To illustrate this point, Beni highlights China’s 2021 decision to effectively ban bitcoin mining. Prior to the ban, Chinese miners controlled a disproportionate share of the global hashrate. Yet instead of crippling the network, the ban triggered a mass relocation of miners to more favorable jurisdictions. Overnight, China lost its dominance as the epicenter of bitcoin mining.
For Beni, this episode underscores a key distinction: While some miners rely on their demand for electricity to negotiate lower energy costs, the true survivors will be those willing to adapt and relocate when necessary.
“The miners who survive aren’t those negotiating better retail rates,” Beni said. “They’re miners who relocated to regions where energy abundance creates cost structures competitors cannot replicate.”

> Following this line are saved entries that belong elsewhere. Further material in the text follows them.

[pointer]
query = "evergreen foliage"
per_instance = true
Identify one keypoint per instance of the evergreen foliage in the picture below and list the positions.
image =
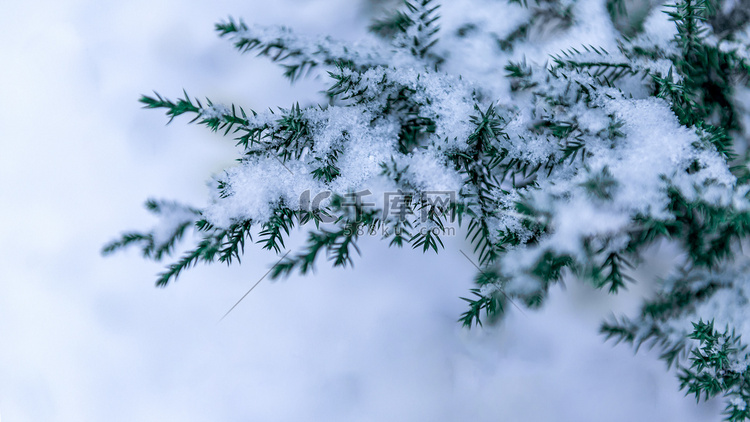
(568, 165)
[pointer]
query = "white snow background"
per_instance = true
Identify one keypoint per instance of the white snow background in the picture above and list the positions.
(84, 338)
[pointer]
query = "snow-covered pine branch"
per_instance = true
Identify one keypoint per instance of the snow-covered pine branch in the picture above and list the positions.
(568, 137)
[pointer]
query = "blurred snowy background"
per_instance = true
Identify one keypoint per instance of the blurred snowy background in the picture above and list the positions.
(83, 338)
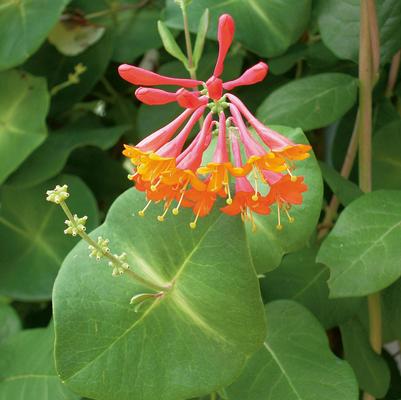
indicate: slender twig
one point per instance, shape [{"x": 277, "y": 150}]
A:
[
  {"x": 365, "y": 102},
  {"x": 331, "y": 210},
  {"x": 368, "y": 63},
  {"x": 114, "y": 260},
  {"x": 393, "y": 74}
]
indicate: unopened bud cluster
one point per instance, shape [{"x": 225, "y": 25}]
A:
[
  {"x": 119, "y": 265},
  {"x": 101, "y": 249},
  {"x": 76, "y": 226}
]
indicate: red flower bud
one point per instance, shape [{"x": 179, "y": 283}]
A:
[
  {"x": 225, "y": 37},
  {"x": 251, "y": 76},
  {"x": 143, "y": 77}
]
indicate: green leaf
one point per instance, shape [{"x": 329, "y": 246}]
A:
[
  {"x": 55, "y": 67},
  {"x": 201, "y": 37},
  {"x": 24, "y": 25},
  {"x": 339, "y": 27},
  {"x": 24, "y": 102},
  {"x": 370, "y": 368},
  {"x": 301, "y": 279},
  {"x": 275, "y": 23},
  {"x": 363, "y": 251},
  {"x": 49, "y": 159},
  {"x": 190, "y": 342},
  {"x": 10, "y": 323},
  {"x": 295, "y": 362},
  {"x": 284, "y": 63},
  {"x": 170, "y": 44},
  {"x": 27, "y": 368},
  {"x": 268, "y": 245},
  {"x": 72, "y": 38},
  {"x": 345, "y": 190},
  {"x": 386, "y": 159},
  {"x": 31, "y": 229},
  {"x": 311, "y": 102},
  {"x": 136, "y": 33}
]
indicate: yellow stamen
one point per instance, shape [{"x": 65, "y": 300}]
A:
[
  {"x": 290, "y": 219},
  {"x": 154, "y": 187},
  {"x": 193, "y": 223},
  {"x": 252, "y": 221},
  {"x": 278, "y": 226},
  {"x": 166, "y": 208},
  {"x": 229, "y": 200},
  {"x": 175, "y": 210},
  {"x": 142, "y": 212}
]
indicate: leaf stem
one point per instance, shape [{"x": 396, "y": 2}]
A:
[
  {"x": 393, "y": 74},
  {"x": 110, "y": 256}
]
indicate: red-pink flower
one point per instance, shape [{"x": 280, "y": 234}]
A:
[{"x": 171, "y": 167}]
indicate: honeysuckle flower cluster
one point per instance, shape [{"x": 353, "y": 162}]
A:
[{"x": 171, "y": 167}]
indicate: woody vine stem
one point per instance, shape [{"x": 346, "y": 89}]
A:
[{"x": 368, "y": 70}]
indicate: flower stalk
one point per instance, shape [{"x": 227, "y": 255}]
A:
[{"x": 99, "y": 249}]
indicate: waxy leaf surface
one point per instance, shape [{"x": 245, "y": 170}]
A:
[
  {"x": 27, "y": 368},
  {"x": 190, "y": 342},
  {"x": 49, "y": 159},
  {"x": 339, "y": 26},
  {"x": 301, "y": 279},
  {"x": 268, "y": 245},
  {"x": 363, "y": 250},
  {"x": 24, "y": 102},
  {"x": 311, "y": 102},
  {"x": 386, "y": 164},
  {"x": 370, "y": 368},
  {"x": 24, "y": 25},
  {"x": 31, "y": 230},
  {"x": 295, "y": 362},
  {"x": 10, "y": 323}
]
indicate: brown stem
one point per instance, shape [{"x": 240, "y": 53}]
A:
[{"x": 346, "y": 169}]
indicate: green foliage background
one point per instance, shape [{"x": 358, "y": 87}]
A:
[{"x": 208, "y": 339}]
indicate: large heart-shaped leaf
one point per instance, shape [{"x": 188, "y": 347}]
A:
[
  {"x": 32, "y": 232},
  {"x": 339, "y": 27},
  {"x": 49, "y": 159},
  {"x": 301, "y": 279},
  {"x": 24, "y": 102},
  {"x": 24, "y": 25},
  {"x": 363, "y": 250},
  {"x": 268, "y": 245},
  {"x": 275, "y": 23},
  {"x": 193, "y": 340},
  {"x": 311, "y": 102},
  {"x": 386, "y": 157},
  {"x": 27, "y": 368},
  {"x": 370, "y": 368},
  {"x": 295, "y": 362}
]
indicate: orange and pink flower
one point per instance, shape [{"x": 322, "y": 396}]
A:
[{"x": 171, "y": 167}]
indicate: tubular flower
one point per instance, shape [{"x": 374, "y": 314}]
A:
[{"x": 171, "y": 164}]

Ultimately, this geographic optimization strengthens decentralization, ensuring that the backbone of the Bitcoin network remains anchored in the most efficient and politically diverse corners of the globe.
- What is causing the “regime change” in bitcoin mining? The transition towards a mature, institutional era in bitcoin mining is fundamentally changing profitability models, as miners shift reliance from block rewards to transaction fees.
- How are industrial-scale miners adapting to these changes in profitability? Many industrial miners are diversifying their revenue by repurposing high-density power infrastructure for high-performance computing (HPC) and artificial intelligence (AI).
- What does Nima Beni argue about the security budget paradox? Beni suggests that concerns over the sustainability of transaction fees do not account for the long-term nature of bitcoin’s market dynamics, as significant subsidies are set to continue for decades.
- How does geographic optimization strengthen the Bitcoin network? As miners adapt to energy costs by relocating operations, the Bitcoin network becomes more resilient and decentralized, ensuring it thrives in diverse, efficient jurisdictions.